The vendor, using the pseudonym 'The Dark Overlord', claims the plaintext 2GB database includes names, addresses, emails, phone numbers, date of births and Social Security Numbers (SSNs) belonging to 9,278,352 Americans.

The hacker, who is attempting to shift the product on a popular underground shop called The Real Deal, said the data was compromised by exploiting a so-called '0-day' vulnerability with remote desktop protocol (RDP).

On The Real Deal, the hacker said: "This product is an extremely large database in plaintext from a large insurance healthcare organisation in the United States. Ownership of this database will be exclusive and only a single copy will be sold.

"This has not been leaked anywhere and it has not yet been abused. If you are interested in purchasing this database and would like to make an offer other than what is listed, send a PM [private message]. Only serious offers will be entertained."

IBTimes UK has not verified the authenticity of the database. Unlike other sellers on the black market website – which regularly trades in stolen information, drugs and exploit code – 'The Dark Overlord' has garnered no 'positive feedback' which indicates he or she is a fresh seller.


healthcare hack
Screenshot: The Real Deal marketplaceScreenshot/The Real Deal

The release comes only 24 hours after the same vendor listed over three databases containing over 650,000 healthcare records for sale on the same website. As previously reported, this information also purported to contain full names, social security numbers, addresses, date of birth data and insurance information.

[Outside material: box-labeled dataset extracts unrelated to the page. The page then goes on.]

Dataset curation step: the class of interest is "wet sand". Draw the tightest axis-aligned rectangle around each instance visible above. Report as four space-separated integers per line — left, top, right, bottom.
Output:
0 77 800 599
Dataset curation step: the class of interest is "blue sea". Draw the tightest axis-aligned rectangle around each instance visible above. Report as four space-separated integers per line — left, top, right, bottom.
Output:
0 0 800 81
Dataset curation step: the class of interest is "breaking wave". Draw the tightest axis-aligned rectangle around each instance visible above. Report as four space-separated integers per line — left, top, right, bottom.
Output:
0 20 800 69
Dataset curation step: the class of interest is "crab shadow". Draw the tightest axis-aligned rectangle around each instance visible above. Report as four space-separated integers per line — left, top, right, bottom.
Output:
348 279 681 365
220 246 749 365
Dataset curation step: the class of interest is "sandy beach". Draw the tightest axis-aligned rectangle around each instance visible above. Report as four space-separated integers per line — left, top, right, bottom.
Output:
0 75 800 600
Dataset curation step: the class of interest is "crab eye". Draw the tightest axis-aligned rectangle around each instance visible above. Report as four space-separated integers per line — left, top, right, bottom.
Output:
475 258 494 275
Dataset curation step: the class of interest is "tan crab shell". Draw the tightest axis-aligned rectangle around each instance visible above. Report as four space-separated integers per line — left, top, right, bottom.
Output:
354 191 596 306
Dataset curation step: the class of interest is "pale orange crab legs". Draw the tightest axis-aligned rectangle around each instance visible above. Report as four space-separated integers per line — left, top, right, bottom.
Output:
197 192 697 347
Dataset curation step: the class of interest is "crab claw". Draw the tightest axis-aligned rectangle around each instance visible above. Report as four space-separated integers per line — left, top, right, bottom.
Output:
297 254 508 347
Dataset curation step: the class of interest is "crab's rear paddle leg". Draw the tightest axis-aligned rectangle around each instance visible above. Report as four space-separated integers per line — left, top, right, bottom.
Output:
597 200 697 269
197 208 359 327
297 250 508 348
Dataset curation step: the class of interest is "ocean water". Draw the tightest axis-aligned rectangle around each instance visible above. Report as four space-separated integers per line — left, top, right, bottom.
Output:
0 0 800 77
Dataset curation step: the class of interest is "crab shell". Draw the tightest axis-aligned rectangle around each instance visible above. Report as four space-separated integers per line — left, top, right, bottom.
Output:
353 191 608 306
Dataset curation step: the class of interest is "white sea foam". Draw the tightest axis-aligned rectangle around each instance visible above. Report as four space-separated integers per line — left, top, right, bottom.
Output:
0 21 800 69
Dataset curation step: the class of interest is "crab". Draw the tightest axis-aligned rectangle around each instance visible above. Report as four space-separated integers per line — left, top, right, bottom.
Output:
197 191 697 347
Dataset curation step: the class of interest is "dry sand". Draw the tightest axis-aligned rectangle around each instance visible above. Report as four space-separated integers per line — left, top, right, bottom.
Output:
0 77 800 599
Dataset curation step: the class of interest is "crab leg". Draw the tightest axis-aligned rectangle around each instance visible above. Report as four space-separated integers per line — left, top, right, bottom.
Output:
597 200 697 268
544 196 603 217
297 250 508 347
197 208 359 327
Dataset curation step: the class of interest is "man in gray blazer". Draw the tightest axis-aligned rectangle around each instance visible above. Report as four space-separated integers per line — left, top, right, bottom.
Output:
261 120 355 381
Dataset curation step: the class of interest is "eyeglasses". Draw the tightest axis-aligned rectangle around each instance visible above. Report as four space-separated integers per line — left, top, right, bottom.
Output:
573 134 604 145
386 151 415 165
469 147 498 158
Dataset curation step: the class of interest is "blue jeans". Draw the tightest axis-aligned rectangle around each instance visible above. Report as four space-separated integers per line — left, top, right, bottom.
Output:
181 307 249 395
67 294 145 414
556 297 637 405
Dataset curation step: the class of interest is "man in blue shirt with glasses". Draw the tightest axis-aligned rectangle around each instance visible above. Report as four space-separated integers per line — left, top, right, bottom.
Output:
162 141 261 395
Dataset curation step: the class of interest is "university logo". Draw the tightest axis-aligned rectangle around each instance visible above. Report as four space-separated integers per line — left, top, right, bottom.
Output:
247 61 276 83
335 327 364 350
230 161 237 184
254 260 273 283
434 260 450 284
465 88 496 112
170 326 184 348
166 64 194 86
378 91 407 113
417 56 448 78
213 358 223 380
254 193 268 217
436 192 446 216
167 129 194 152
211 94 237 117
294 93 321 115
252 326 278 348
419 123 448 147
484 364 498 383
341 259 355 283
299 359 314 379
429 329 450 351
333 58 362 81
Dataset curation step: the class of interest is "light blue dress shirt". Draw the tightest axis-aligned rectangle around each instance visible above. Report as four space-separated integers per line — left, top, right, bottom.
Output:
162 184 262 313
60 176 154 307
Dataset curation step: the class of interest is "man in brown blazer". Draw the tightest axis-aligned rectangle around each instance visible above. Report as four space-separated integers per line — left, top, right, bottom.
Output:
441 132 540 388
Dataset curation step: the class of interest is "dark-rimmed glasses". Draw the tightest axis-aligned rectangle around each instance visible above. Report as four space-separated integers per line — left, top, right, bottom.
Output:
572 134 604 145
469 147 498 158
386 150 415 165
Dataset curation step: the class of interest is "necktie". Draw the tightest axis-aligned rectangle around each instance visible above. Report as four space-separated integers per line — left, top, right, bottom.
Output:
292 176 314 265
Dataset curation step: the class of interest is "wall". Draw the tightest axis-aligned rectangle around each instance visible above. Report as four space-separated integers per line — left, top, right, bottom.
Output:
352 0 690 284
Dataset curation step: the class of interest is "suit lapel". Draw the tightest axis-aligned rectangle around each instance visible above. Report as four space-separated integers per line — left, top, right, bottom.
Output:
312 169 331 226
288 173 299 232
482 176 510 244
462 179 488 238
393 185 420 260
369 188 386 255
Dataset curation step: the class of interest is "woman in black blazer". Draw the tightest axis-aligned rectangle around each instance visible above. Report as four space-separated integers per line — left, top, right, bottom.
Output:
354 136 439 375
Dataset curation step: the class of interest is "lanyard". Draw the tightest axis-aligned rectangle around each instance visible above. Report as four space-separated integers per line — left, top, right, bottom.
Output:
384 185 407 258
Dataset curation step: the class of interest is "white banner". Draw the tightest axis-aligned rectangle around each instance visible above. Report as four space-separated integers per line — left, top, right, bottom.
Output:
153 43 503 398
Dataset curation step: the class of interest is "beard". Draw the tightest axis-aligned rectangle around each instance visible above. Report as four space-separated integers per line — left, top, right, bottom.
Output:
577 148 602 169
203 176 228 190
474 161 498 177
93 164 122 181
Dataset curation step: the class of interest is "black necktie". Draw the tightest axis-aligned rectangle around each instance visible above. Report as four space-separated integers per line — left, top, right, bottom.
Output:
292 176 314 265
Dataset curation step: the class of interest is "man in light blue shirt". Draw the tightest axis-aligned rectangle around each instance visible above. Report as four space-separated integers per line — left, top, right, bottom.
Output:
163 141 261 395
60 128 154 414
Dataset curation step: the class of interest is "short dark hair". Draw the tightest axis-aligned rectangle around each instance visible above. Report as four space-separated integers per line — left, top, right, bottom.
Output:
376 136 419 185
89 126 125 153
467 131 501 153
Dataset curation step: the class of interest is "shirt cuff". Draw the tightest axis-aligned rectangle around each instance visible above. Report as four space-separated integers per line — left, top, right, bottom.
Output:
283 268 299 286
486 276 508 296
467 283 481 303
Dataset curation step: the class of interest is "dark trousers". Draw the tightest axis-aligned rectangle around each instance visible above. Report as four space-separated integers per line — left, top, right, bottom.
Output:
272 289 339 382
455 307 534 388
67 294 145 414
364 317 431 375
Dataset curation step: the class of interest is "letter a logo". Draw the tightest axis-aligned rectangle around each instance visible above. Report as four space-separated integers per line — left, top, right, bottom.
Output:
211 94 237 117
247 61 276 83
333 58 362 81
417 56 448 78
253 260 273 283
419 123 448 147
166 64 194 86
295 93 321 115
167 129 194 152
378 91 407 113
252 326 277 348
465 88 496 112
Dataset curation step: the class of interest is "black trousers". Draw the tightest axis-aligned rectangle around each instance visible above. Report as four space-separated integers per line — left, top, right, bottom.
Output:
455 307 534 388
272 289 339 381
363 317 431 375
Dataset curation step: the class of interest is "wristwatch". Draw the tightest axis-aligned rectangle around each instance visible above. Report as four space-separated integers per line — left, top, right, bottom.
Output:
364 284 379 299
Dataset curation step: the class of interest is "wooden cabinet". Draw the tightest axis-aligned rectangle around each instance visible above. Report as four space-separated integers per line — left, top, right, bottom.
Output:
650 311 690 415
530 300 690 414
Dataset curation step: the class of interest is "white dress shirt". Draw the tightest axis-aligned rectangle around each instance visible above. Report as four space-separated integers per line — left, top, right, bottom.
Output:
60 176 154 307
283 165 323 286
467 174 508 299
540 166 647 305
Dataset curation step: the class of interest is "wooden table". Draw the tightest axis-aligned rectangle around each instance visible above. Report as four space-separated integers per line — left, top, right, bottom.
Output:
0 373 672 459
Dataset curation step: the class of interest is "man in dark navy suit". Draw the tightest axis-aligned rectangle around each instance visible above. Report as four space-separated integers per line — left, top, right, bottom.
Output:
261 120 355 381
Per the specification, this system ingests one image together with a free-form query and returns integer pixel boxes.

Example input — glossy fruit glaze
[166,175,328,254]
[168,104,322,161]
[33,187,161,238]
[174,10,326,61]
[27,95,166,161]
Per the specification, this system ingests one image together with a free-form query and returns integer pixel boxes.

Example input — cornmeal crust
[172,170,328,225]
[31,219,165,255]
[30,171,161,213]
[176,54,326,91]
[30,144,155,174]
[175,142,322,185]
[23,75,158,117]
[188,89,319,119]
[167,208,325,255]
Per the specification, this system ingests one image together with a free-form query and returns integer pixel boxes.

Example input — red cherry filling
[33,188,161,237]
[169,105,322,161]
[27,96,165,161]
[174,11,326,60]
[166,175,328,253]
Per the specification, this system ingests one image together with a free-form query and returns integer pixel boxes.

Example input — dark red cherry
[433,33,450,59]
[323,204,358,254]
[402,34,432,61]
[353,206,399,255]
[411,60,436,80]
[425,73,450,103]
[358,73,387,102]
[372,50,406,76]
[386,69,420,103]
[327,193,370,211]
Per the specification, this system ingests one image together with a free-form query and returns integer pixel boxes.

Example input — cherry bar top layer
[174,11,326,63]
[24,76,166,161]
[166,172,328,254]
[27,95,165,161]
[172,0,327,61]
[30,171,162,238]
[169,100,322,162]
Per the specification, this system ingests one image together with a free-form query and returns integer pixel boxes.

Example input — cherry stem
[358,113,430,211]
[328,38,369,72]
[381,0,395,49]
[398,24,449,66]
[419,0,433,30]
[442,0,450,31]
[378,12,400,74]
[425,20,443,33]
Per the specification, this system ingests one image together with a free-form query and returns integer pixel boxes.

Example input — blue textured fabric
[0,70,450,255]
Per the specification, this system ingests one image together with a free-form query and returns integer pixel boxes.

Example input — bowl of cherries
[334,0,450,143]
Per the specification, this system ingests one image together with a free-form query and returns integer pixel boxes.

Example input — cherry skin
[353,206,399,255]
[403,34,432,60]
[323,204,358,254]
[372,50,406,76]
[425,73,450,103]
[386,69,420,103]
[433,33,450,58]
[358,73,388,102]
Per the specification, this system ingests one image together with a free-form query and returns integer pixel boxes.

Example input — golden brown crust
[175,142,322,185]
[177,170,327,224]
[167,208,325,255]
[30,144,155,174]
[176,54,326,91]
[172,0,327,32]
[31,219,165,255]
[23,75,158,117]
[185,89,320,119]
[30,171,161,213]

The Dark Overlord said the information was stolen from three different US healthcare organisations – located in Farmington, Missouri (48,000 records), central/Midwest US (210,000 records) and Atlanta, Georgia (397,000 records). While each cache of data was priced differently, the hacker was asking for a total amount of over $700,000 (£523,000) for the records in total.

In the latest case, it remains unknown where the information was stolen from. Last year, in what is considered one of the most notable healthcare breaches, US insurer Anthem as hit with a cyberattack that compromised records from around 80m citizens.